Now, I’m not personally a big fan of It’s a Wonderful Life, blasphemy, that I know it is. Still, I watched it with the family over the holiday. It’s good for a Therapy Thursday, for pretty obvious reasons. First, the whole karma-ness involved. George Bailey does everything he can to help those around him, trying to keep their lives from crashing down, eventually to the expense of his. Social work burnout, anyone? In the end, though, it comes back to him. We like this idea; it’s pretty warm and fuzzy. Also, it’s a pretty classic take on altruism. Many theorists don’t believe true altruism doesn’t exist- that we all want something in return, even if it’s just a “good feeling” about what we did. George comes pretty close to true altruism, but the moral of this story is that all his giving came right back to him, anyway, so it’s irrelevant. However, not everyone was like that, especially when he hit his low.
Which brings me to my next thought: when he felt hopeless, the world became that way. No one helped him. People were mean to him. He made poor decisions. Things spiraled and got worse very, very quickly, until he hits rock bottom- and who likes to see Jimmy Stewart like that? However, after his “time of reflection” with Clarence, George Bailey realizes how important what he has is to him. It’s his life affirming moment; after that small change, his world puts itself back into place. Interestingly, this is how a lot of depression works. You can’t see the solution if you’re staring at the problem, which is the reason behind the now popular solution-focused therapies. People viewed him as crazy in the film when he was unhappy/miserable. However, they also were concerned with his ecstatic exclamations at “obvious” things. How could he be suddenly happy with so many problems?

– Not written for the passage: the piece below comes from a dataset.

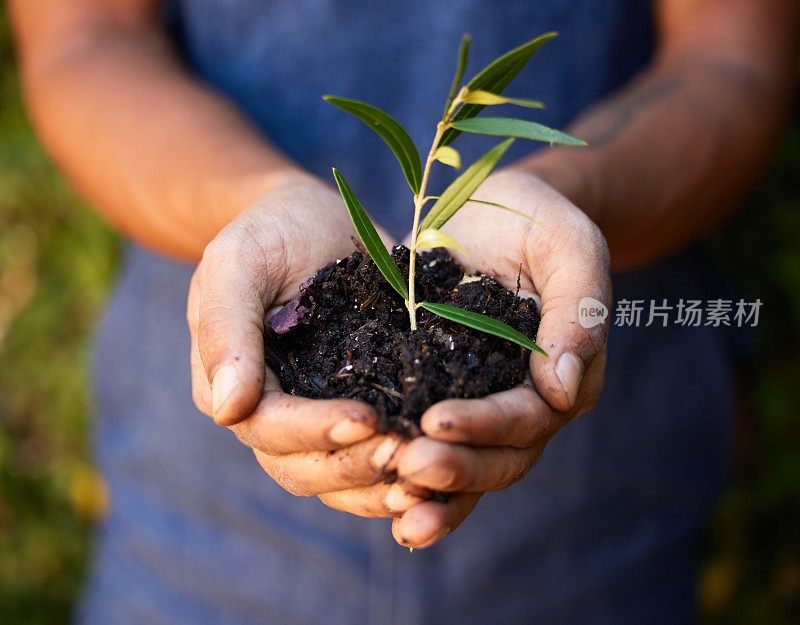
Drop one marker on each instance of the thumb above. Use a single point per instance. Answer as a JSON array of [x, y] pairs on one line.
[[575, 292], [235, 284]]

Interestingly enough, Frank Capra has an answer to this another of his films: You Can’t Take It With You. I love this movie for it’s humor and over the top characters. It’s just lovable. Again, we see Jimmy Stewart and Lionel Barrymore in film together, but this time Barrymore plays his future father-in-law. Martin Vanderhoff (Barrymore) has essentially come to the conclusion that George Bailey comes to at the end of It’s a Wonderful Life: that life is meant to be lived, and that’s what matters. However, he phrases it more along the lines of “Life should be fun.” The corporate world also finds Mr. Vanderhoff quite odd, because he is dedicated to living life for fun, not financial gain. It’s true- his family is very unusual. However, something very interesting happens with this family: the neighborhood adores them.
Mr. Vanderhoff is always kind to others, is even a local leader, and lives his life of fun not at the expense of others, but in encouraging others to be happy. Not unlike George Bailey, who sacrifices himself for others’ well-being and happiness.
So, how do we become happy? By having what we want or deciding to be that way?